Child Protection COVID- 19 Guidance -Yemen [EN/AR]

Originally published
View original



Infectious diseases like COVID-19 can disrupt the environments in which children grow and develop. Yemen is a country already touched by different possible risk for children, COVID-19 can represent an additional risk.
Disruptions to families, friendships, daily routines and the wider community can have negative consequences for children’s wellbeing, development and protection. All this in Yemen can aggravated by ongoing conflict, displacement. In addition, measures used to prevent and control the spread of COVID-19 ( social distances, quarantine and isolation) can expose children to protection risks. Home-based, facility-based and zonal-based quarantine and isolation measures can all negatively impact children and their families.

This document aims to support also non-child protection actors to conduct their work using child protection length into while planning their response.

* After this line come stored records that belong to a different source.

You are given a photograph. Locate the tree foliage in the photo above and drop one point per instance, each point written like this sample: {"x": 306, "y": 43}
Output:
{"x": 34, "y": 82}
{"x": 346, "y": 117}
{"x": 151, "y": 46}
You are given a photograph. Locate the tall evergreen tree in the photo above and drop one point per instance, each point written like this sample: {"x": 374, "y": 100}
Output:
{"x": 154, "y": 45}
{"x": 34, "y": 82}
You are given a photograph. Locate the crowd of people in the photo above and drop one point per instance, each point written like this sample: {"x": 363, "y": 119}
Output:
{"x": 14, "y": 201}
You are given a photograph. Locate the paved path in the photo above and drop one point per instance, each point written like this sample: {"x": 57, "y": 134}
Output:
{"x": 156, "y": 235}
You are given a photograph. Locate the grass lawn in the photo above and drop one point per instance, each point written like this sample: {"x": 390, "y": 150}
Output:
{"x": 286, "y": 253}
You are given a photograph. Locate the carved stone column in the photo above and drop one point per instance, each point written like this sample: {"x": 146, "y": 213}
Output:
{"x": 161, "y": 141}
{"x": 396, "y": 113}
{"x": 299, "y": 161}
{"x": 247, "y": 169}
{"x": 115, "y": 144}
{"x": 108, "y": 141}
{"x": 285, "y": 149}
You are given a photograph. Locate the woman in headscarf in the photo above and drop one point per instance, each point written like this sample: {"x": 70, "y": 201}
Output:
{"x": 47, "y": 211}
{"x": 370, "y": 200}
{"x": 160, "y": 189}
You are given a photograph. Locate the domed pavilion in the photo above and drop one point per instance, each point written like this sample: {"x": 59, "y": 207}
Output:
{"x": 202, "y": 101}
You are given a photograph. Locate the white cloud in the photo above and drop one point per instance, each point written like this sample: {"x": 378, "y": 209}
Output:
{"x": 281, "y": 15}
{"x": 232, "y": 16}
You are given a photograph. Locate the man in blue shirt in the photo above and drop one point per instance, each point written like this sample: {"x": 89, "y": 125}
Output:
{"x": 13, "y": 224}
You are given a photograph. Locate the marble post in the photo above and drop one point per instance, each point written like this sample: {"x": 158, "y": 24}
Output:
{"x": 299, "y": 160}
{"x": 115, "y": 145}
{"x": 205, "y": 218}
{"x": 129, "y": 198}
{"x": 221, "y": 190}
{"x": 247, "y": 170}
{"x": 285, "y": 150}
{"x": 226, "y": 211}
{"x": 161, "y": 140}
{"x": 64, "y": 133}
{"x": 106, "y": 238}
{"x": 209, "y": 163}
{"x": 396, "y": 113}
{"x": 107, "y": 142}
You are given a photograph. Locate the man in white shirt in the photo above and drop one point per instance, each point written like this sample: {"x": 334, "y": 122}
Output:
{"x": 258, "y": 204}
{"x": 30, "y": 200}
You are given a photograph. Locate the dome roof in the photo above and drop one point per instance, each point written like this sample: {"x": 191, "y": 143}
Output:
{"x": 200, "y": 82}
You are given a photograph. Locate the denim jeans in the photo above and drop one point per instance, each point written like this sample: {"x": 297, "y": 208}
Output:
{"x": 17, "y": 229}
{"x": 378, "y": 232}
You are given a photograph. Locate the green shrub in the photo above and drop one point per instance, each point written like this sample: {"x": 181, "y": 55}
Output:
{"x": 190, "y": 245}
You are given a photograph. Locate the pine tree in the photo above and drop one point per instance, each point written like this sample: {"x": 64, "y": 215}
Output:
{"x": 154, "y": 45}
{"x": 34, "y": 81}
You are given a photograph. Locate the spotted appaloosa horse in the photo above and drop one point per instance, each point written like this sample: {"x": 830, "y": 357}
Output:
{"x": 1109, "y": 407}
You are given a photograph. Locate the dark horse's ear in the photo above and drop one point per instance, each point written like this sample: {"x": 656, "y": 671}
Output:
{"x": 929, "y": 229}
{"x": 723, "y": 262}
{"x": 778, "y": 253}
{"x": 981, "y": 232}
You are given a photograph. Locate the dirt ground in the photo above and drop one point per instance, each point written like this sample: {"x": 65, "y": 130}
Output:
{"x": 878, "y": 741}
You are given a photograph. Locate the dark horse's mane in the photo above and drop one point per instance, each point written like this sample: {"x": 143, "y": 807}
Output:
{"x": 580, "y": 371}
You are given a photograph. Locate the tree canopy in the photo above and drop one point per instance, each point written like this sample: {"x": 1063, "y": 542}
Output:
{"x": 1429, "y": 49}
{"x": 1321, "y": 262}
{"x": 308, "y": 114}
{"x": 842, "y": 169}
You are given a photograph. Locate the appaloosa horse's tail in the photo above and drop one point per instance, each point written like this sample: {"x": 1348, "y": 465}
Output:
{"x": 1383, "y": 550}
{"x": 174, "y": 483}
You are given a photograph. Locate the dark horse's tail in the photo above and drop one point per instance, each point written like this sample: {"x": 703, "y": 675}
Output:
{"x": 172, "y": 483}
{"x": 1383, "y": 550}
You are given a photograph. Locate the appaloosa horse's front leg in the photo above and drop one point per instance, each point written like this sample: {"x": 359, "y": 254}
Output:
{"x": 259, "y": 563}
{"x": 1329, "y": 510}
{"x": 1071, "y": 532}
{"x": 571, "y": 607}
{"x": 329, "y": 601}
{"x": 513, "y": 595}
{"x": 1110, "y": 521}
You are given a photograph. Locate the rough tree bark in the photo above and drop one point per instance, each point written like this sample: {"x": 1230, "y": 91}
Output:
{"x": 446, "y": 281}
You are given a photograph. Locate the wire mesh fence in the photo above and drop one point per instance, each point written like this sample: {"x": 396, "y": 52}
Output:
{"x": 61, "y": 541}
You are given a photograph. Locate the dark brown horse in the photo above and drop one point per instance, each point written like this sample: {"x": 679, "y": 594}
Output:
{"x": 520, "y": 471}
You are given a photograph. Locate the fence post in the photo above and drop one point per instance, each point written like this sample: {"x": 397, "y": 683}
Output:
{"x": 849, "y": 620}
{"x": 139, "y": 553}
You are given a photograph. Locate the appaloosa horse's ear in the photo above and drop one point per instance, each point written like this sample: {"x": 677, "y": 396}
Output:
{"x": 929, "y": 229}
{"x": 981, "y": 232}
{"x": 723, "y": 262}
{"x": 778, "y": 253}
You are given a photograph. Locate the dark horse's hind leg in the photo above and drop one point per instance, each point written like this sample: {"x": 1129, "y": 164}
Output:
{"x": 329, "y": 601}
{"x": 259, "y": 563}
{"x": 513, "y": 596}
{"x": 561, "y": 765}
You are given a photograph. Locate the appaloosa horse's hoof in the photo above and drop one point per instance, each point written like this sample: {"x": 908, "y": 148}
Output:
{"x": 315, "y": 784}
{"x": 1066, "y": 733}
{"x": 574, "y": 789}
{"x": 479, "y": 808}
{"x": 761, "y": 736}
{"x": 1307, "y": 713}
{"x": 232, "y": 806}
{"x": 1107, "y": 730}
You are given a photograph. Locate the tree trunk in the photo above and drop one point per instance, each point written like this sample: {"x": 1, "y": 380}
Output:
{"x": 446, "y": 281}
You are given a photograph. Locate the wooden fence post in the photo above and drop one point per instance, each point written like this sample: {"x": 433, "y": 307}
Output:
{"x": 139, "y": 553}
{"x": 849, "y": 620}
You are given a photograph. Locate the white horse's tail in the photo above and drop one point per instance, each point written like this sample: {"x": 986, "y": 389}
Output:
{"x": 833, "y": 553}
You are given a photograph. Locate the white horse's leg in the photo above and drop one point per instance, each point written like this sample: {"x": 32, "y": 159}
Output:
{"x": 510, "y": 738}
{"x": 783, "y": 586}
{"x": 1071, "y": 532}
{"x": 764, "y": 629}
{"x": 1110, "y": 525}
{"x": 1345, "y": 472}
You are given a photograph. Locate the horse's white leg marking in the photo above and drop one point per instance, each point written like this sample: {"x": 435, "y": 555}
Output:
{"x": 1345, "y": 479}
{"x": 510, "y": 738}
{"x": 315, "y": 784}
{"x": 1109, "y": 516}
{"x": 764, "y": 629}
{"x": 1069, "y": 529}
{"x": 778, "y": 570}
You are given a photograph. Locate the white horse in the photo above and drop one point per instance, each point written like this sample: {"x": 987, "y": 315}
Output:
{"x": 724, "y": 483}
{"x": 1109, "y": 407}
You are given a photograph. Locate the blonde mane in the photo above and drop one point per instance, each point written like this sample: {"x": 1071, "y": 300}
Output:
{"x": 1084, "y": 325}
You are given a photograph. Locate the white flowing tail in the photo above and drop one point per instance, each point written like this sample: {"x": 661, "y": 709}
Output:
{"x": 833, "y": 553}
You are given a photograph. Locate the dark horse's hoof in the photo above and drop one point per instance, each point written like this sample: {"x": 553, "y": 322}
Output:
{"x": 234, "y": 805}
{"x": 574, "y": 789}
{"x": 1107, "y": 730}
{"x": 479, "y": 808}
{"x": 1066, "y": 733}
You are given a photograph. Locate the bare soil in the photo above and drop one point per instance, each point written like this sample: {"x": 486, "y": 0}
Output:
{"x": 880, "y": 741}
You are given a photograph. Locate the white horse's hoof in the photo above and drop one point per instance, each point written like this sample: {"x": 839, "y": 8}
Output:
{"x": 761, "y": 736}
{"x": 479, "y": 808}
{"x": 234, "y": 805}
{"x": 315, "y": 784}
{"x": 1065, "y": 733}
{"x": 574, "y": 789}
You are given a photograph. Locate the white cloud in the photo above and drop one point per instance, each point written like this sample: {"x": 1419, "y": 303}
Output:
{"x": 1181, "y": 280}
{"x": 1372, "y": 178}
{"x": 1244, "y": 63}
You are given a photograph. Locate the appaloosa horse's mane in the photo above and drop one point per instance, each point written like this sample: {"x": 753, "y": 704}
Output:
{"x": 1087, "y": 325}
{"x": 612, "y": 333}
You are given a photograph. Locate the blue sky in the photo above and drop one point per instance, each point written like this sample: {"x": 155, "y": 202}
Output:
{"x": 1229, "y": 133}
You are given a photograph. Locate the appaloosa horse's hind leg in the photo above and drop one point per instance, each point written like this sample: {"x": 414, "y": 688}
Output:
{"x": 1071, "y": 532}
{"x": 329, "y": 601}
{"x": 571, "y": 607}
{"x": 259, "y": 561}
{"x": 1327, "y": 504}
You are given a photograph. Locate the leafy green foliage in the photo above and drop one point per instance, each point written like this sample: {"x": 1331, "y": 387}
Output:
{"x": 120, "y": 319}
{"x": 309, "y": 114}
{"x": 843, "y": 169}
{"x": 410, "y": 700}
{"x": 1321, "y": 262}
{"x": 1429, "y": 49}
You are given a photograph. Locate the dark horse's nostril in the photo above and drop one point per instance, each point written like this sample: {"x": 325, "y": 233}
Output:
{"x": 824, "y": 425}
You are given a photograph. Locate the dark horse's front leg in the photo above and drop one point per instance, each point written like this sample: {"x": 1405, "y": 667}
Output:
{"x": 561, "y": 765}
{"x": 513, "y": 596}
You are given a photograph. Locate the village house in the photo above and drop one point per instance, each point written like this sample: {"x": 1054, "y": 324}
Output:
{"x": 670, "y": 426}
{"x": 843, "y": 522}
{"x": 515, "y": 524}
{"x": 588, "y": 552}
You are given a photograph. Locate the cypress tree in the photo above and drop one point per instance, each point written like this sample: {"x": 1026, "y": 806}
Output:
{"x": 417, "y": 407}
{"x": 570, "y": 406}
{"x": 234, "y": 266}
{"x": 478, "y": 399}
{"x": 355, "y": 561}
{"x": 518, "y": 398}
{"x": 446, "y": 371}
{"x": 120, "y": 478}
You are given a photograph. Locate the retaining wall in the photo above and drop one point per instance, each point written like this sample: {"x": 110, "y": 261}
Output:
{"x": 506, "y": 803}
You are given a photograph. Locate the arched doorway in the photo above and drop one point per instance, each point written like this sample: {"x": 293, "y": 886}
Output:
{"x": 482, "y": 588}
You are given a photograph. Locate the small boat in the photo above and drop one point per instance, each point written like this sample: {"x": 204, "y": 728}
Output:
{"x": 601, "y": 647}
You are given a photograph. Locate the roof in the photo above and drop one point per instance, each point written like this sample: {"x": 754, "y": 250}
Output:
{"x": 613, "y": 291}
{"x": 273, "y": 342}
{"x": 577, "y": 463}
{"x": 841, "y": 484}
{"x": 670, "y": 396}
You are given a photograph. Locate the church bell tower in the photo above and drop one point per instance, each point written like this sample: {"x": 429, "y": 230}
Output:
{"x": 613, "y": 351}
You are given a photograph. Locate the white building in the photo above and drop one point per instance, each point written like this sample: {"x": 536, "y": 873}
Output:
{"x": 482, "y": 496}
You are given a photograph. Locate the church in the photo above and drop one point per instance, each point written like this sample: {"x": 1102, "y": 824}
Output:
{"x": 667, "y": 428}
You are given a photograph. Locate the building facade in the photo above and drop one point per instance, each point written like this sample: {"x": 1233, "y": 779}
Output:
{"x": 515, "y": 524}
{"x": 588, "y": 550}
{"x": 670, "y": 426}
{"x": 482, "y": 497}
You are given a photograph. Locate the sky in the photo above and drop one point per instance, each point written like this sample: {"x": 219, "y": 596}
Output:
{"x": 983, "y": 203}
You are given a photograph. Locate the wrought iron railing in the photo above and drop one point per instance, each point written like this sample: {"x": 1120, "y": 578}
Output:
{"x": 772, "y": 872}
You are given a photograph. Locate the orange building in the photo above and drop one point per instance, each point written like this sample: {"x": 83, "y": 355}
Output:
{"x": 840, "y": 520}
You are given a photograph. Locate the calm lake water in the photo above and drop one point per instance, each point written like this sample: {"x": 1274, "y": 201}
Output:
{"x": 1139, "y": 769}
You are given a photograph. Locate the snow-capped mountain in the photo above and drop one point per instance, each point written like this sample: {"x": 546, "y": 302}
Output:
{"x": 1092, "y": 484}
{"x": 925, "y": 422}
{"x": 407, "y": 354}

Why it is important to pay strong attention to children in COVID-19 situation?

COVID-19 can quickly change the context in which children live. Quarantine measures such as school closures and restrictions on movements disrupt children's routine and social support while also placing new stressors on parents and caregivers who may have to find new childcare options or forgo work. Stigma and discrimination related to COVID-19 may make children more vulnerable to violence and psychosocial distress, especially among those groups which are already very vulnerable such migrants and Muhamasheen. Disease control measures that do not consider the gender-specific needs and vulnerabilities of women and girls may also increase their protection risks and lead to negative coping mechanisms. Children and families who are already vulnerable due to socio-economic exclusion or those who live in overcrowded settings are particularly at risk.
In working with government, CP actors should advocate to ensure measures implemented to address COVID-19 accord with international standards, in line with the WHO advisory, and are human rights-based, non-discriminatory and proportionate.